Otro factor muy importante, que en los últimos años se nota muy claramente en la ciudad de Santa Cruz, es la pérdida de identidad ocasionada por la urbanización masiva. La mitad de los bolivianos todavía viven en el campo o en pueblos pequeños, donde todos se conocen desde siempre. Viven casi sin miedo del robo, violación, u otros crímenes violentes, y ni en un millón de años se podrían ver capaces de llevar a cabo una de estas barbaridades. Hace pocos años atrás, hasta Santa Cruz era así, pero ya no. Ahora por un lado el anonimato permite los crímenes violentes, y por otra, en el caso de muchas personas, la necesidad de rescatar la identidad los exige.
Gandhi hizo constar que la pobreza es también la violencia. Un sentido de la palabra “violencia” es quitar algo muy propio: el pobre es él que se le ha quitado los recursos económicos, la educación adecuada, y las oportunidades, o la alegría, los amigos, y la fuerza espiritual. Es normal echar la culpa al predestino: algunos son ricos y otros pobres, y en este sentido es la violencia del destino. Pero también, casi ninguna forma de la pobreza puede existir sin la complicidad de los vecinos, y esta falta es otra forma más de la violencia que ejerce unos contra otros. No es necesario mirar la televisión para ver la violencia más fea: basta mirar más allá de la maquina, y por la ventana. Allí está.

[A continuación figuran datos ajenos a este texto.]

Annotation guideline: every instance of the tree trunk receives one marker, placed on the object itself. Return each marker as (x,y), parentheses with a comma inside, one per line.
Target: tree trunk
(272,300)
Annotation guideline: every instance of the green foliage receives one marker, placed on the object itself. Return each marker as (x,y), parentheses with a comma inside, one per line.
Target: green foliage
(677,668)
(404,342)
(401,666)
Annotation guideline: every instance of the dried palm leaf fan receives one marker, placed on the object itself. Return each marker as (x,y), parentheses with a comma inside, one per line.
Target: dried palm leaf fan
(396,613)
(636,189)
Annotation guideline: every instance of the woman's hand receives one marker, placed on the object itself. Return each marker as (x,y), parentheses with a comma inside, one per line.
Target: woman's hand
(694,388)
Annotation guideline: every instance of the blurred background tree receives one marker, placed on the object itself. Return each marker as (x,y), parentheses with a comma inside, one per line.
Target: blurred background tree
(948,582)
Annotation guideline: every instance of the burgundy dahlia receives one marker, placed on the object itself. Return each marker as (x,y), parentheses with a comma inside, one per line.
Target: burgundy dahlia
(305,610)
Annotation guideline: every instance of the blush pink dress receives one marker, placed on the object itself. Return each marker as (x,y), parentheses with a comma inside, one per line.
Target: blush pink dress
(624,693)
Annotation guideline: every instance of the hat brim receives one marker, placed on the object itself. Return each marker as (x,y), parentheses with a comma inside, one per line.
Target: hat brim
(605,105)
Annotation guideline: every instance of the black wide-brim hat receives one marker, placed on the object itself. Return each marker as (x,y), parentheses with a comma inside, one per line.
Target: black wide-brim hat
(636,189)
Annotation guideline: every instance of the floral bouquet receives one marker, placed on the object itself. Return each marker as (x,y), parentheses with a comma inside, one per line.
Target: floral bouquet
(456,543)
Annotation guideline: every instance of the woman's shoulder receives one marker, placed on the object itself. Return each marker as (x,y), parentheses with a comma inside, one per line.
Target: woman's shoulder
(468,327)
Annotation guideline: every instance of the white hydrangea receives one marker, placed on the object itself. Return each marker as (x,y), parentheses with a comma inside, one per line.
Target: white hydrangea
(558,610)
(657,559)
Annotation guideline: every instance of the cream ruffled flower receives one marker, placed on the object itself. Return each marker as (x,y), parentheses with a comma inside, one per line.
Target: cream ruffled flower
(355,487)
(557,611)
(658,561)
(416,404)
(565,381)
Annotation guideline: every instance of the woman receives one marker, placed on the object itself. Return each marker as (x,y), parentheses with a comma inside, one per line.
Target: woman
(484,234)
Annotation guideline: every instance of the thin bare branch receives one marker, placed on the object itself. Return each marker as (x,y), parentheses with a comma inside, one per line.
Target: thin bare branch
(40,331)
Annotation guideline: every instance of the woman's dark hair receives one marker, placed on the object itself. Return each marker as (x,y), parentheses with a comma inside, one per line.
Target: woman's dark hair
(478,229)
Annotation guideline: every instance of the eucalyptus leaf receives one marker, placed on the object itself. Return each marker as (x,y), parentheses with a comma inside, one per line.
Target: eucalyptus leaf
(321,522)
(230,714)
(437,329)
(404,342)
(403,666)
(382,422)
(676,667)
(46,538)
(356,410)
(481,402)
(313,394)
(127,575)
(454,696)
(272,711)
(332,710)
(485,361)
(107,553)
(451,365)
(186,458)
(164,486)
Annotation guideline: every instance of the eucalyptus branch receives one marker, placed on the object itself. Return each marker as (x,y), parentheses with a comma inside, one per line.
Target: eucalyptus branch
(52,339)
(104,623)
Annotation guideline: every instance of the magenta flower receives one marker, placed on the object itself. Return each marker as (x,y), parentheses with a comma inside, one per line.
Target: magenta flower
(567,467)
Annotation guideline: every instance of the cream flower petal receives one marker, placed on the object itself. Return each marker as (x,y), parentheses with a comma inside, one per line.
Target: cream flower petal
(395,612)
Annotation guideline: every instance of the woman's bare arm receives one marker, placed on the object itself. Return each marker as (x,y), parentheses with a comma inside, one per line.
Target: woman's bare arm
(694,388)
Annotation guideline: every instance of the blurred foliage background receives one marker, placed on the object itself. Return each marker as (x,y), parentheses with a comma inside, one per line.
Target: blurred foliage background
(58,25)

¿De dónde proviene la violencia? Lamentablemente, más hipócritas que los políticos que no profesan su fe, la violencia se enseña en nuestras iglesias. Hay pastores que predican el castigo de Jehová y las lamas del infierno, como se fuera el terror (forma clave de violencia) que nos debería motivar las acciones, y no el amor a Cristo. Al fin y al cabo nos va a juzgar un Dios compasivo, no los pastores del miedo. Sucede también cuando los católicos hablan mal de los evangélicos (como si tuvieron algo por temer), y cuando los evangélicos denigran a los católicos (como si tuvieron un monopolio en la fe o la gracia del Señor). La violencia entre las religiones siempre ha sido la más fuerte y la menos razonada.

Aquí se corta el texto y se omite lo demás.